## Import

In [1]:
import pandas as pd
import numpy as np
import pickle

# W2V
import re
from gensim.models.doc2vec import Doc2Vec, TaggedDocument
from nltk.tokenize import word_tokenize

# ignore warnings
import warnings ; warnings.filterwarnings('ignore')

## Read data

In [2]:
data = pd.read_parquet('../data/DataCleansing_final.pqt')

In [3]:
# 장르별 Clustering 결과를 불러온다.
symphony, chorus, voice, solo, chamber = pickle.load(open(f'../data/ClusteringResult.pkl','rb'))

In [4]:
data_symphony = data.query('genre=="교향곡"').merge(symphony[['seat_label', 'cluster']], on='seat_label')
print(f'교향곡 데이터수: {data_symphony.shape[0]}')

data_chorus = data.query('genre=="합창"').merge(chorus[['seat_label', 'cluster']], on='seat_label')
print(f'합창 데이터수: {data_chorus.shape[0]}')

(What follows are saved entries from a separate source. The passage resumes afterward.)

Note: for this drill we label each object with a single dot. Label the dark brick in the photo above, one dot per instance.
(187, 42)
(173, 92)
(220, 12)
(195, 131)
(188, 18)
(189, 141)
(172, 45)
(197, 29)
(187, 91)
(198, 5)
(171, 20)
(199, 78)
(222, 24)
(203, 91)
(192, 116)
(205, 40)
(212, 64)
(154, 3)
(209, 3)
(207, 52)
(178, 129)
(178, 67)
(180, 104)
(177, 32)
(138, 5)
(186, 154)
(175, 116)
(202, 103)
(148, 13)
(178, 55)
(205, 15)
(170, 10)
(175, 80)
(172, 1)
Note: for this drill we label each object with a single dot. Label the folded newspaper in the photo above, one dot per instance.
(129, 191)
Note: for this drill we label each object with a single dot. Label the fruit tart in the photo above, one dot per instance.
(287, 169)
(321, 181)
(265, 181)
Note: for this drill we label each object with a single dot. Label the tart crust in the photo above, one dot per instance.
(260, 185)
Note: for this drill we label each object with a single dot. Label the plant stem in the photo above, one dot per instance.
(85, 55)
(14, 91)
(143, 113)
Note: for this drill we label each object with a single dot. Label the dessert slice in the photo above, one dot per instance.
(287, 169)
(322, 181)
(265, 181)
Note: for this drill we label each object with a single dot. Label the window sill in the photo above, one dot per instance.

data_voice = data.query('genre=="성악"').merge(voice[['seat_label', 'cluster']], on='seat_label')
print(f'성악 데이터수: {data_voice.shape[0]}')

data_solo = data.query('genre=="독주"').merge(solo[['seat_label', 'cluster']], on='seat_label')
print(f'독주 데이터수: {data_solo.shape[0]}')

data_chamber = data.query('genre=="실내악"').merge(chamber[['seat_label', 'cluster']], on='seat_label')
print(f'실내악 데이터수: {data_chamber.shape[0]}')

교향곡 데이터수: 476396
합창 데이터수: 108114
성악 데이터수: 38279
독주 데이터수: 58517
실내악 데이터수: 33189


## Feature Generation
장르별 Clustering 결과에 Feature Generation 함수를 적용할 수 있도록 한다.

- 기초 Features<br>
  : 공연년도, 공연월, 공연시간, 공연요일, 예매년도, 예매월, 선예매기간, 공연일과 예매일 차이, 공연진행시간, 휴식시간, 좌석등급수<br>
  $~$ 공연진행시간 대비 휴식시간, 동월 해당장르 공연수, 동월 전체 공연 대비 해당장르 공연수, 평균 예매수

In [5]:
def basic_features(DATA):
    ease = DATA.drop_duplicates('performance_label')\
           [['performance_label','play_year','play_month','play_time','play_weekday','open_year','open_month',
             'pre_open_gap','open_gap','running_time','intermission','n_grade']]
    # 공연진행시간 대비 휴식시간
    ease['intermission_rate'] = (ease['intermission'] / ease['running_time']).apply(lambda x: 0 if x==np.infty else x)
    # 월별 공연수, 전체 공연 대비 공연수
    month = DATA.groupby(['play_year','play_month'])['performance_label'].nunique().rename('n_performance_month')
    month = pd.concat([month, 
                       month.divide(data.groupby(['play_year','play_month'])['performance_label'].nunique().loc[month.index]).rename('n_performance_rate')], axis=1)
    ease = ease.merge(month.reset_index(),
                      on=['play_year','play_month']).set_index('performance_label').sort_index()
    
    # 평균 예매수
    performance = DATA.groupby(['play_date','performance_label'])['price'].size().reset_index()
    performance['sales'] = pd.Series(np.append(np.nan, 
                                     performance['price'].cumsum()[:-1].reset_index(drop=True)\
                                     .divide(pd.Series(range(1, performance.shape[0])), axis=0).values.flatten()), index=performance.index)
    performance['sales'].fillna(performance['sales'].mean(), inplace=True)
    performance['rolling_sales'] = performance['price'].rolling(2, closed='left').mean()
    performance['rolling_sales'].fillna(performance['rolling_sales'].mean(), inplace=True)
    return pd.concat([ease, performance.set_index('performance_label')[['sales','rolling_sales']]], axis=1)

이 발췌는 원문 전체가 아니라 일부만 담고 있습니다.